Mas, então, o menu: entrada com polvo confitado com batata doce acompanhado da Super Bock original; seguido de vitela arouquesa com arroz caldoso e espargos a combinar com Super Bock Stout; e para sobremesa crumble de maçã com requeijão e uma 1927 Bengal Amber IPA – a Selecção 1927 (o ano em que nasceu a Super Bock) é uma das várias edições limitadas que vão sendo lançadas. Provaremos ainda a 1927 Dunkel Munich com “telhas de dreches” (um subproduto da produção de cerveja, rico em fibras), um crocante finíssimo criado aqui.

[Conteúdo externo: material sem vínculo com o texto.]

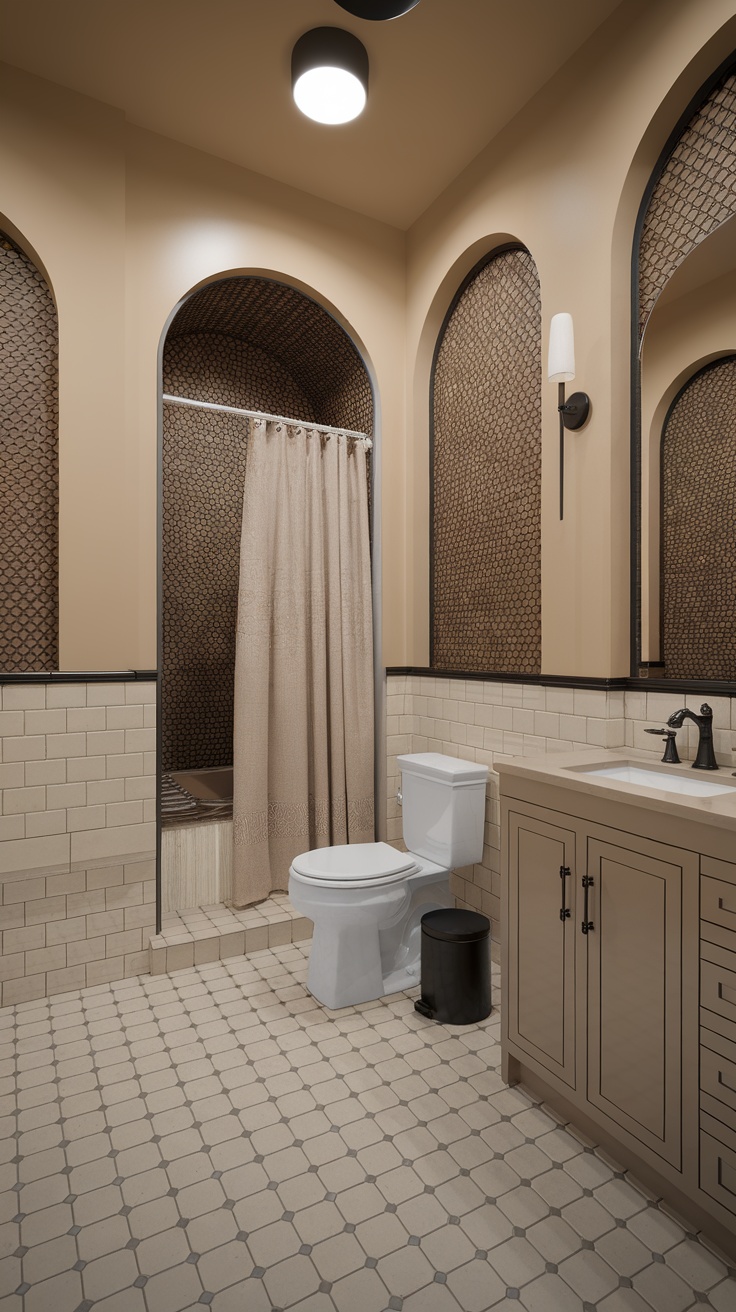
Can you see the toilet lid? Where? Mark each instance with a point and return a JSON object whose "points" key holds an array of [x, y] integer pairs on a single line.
{"points": [[354, 863]]}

A ideia de Marta, afirma, “é fugir ao óbvio, ser menos convencional” e, ao mesmo tempo, fazer com que ambos os elementos “se possam elevar mutuamente”.

Super Bock: 90 anos

A 3 de Março de 1927 foi feito o pedido de registo, a 9 de Novembro foi registada: nascia a Super Bock. O aniversário da cerveja portuguesa mais vendida vai invadir o país em várias iniciativas publicitárias, mas nada melhor do que celebrá-lo com uma nova cerveja.

Será uma edição comemorativa que irá reflectir os momentos mais importantes da história da Super Bock. A saber: a garrafa será serigrafada e uma réplica da da década de 1970 (a de maior crescimento e de início da internacionalização); o slogan “sabor autêntico” estará gravado na garrafa; e esse sabor será o de uma receita nova que inclui a levedura de sempre, lúpulos especiais e uma fermentação mais prolongada.

O resultado? Dizem que “um sabor intenso de amargo suave e espuma cremosa”. Enquanto não o podemos (com)provar, fica o convite: nos próximos dias 3, 4 e 5 de Março, a Casa da Cerveja tem entrada gratuita (sujeita a marcação prévia).